El capitán López acababa de regresar de los Estados Unidos donde había participado en un curso para investigadores policiales. El gobierno norteamericano había proporcionado a seis países de Centro y Latinoamérica los medios necesarios para que enviaran representantes al evento. Se había especificado las características deseables  de los prospectos al entrenamiento y una parte de los requerimientos estaba relacionada con la actualización intelectual del individuo, un perfil psicológico sano y flexible y una educación de acuerdo a los tiempos actuales. Se preferían más teóricos que empíricos, que ya habría tiempo para una práctica basada en las reglas más modernas de la investigación. En el cuartel se había dicho con palabras llanas que el curso era para “académicos nuevecitos que no creyeran en magia ni brujería”
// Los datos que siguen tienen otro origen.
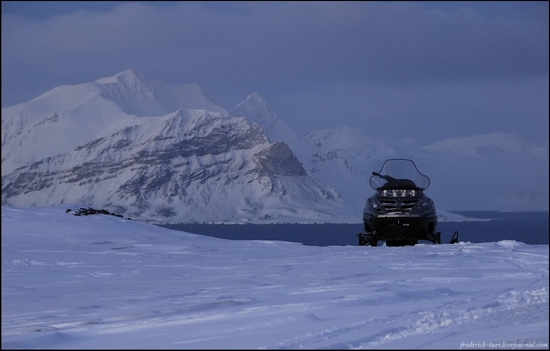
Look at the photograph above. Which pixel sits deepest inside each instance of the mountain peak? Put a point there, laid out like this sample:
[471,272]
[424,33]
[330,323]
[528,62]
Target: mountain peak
[254,102]
[127,76]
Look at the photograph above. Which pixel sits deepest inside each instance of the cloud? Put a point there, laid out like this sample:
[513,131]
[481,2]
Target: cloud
[282,48]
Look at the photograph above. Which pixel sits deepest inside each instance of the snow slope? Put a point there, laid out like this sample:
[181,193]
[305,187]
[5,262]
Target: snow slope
[99,281]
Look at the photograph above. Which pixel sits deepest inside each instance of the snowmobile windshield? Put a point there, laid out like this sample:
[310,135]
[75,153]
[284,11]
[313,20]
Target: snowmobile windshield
[399,173]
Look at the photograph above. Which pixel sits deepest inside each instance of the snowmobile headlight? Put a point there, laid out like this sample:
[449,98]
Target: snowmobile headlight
[398,192]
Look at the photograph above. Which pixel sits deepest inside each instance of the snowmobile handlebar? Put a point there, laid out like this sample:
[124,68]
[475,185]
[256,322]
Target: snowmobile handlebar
[386,177]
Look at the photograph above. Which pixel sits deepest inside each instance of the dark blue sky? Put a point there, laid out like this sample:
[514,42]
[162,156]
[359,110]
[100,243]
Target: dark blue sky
[425,71]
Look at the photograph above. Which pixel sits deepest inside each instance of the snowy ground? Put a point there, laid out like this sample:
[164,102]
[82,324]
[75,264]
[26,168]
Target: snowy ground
[101,281]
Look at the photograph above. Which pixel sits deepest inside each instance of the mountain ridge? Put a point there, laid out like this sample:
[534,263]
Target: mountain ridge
[327,174]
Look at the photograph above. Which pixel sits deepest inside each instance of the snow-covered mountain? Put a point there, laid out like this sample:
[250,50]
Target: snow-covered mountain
[104,144]
[71,115]
[495,171]
[168,154]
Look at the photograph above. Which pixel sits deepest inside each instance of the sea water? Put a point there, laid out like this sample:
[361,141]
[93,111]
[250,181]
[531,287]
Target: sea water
[526,227]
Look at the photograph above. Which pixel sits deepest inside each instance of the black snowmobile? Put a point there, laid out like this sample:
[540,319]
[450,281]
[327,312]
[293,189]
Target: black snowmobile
[399,213]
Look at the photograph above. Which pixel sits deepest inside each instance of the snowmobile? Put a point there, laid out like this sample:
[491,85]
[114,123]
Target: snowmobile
[399,212]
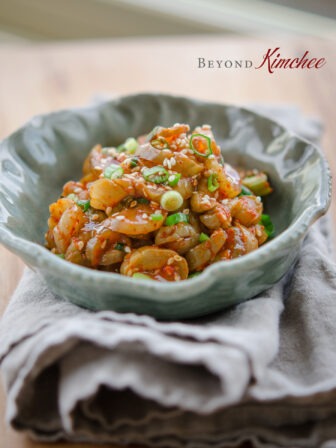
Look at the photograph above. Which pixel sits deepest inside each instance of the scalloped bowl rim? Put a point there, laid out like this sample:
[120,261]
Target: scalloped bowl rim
[294,233]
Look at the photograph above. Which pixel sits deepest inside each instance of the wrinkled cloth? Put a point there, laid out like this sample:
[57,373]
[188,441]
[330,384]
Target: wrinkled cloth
[264,370]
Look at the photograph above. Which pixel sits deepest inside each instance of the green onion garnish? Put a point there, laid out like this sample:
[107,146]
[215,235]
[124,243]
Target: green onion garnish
[72,196]
[268,225]
[203,237]
[84,205]
[176,218]
[159,143]
[130,146]
[120,246]
[157,174]
[113,172]
[213,184]
[142,201]
[203,140]
[173,179]
[258,184]
[245,191]
[171,201]
[156,217]
[143,276]
[134,163]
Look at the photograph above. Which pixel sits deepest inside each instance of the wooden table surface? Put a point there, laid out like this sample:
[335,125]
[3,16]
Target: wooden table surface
[40,78]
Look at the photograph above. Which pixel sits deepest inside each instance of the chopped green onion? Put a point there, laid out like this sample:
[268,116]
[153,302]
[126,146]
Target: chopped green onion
[171,201]
[268,225]
[159,143]
[173,179]
[142,276]
[120,246]
[203,237]
[213,184]
[113,171]
[176,218]
[84,205]
[134,163]
[204,138]
[194,274]
[245,191]
[258,184]
[129,146]
[157,217]
[142,201]
[157,174]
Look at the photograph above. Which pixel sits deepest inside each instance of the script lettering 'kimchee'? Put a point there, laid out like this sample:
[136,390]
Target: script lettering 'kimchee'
[272,60]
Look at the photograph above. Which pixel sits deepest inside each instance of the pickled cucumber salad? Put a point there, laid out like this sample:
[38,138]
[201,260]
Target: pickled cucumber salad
[161,207]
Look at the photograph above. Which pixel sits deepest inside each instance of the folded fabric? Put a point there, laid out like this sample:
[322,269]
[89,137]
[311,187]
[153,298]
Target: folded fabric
[262,371]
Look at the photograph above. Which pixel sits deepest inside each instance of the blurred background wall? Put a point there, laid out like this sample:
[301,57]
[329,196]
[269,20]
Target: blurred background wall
[45,20]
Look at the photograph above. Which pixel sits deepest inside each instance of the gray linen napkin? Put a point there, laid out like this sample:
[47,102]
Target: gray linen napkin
[262,371]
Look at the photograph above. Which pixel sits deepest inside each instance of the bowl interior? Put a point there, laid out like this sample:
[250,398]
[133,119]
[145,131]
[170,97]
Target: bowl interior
[39,158]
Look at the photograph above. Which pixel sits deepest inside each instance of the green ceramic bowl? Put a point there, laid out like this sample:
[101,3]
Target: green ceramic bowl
[40,157]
Fidelio López, quien era muy puntilloso con sus obligaciones, había decidido pasar por la oficina antes de ir a su casa porque se sentía muy agradecido por la oportunidad que le habían dado de tomar el curso, visitar lo que para él era el paraíso de la civilización y vivir por quince días en uno de los hoteles más conocidos por los criollos que viajaban al norte. Entró en el despacho de su jefe y saludó militarmente.

—A sus órdenes mi coronel.

—López ¿y qué carajo hace usted aquí? Lo hacía en gringolandia aprovechando el fin de semana.

—Decidí venir a pasarlo con la familia e incorporarme el lunes al trabajo.

— ¿Y cómo le fue?

—Muy bien mi coronel. Esa gente sí sabe. El curso es lo máximo en cuanto a enseñarle a uno a ser objetivo y a no dejarse influenciar por todas las creencias que tenemos en nuestros pueblos en desarrollo.

— ¿Ajá? Bueno pues creo que usted le viene al departamento como anillo al dedo. Tenemos un caso en la frontera que no está fácil. El jueves apareció muerto un hombre en el Paraje del Diablo. Tenía la cara rasgada y el cuerpo mutilado y ya los aldeanos están diciendo que por San Juan está apareciendo un bacá.

—Pues el lunes amanezco en el paraje jefe.

—Allá se comunica con el comandante Martínez y con el médico de San Juan que fue al que le llevaron el cadáver. Ahora váyase a descansar Fidelio y me saluda a Blanquita.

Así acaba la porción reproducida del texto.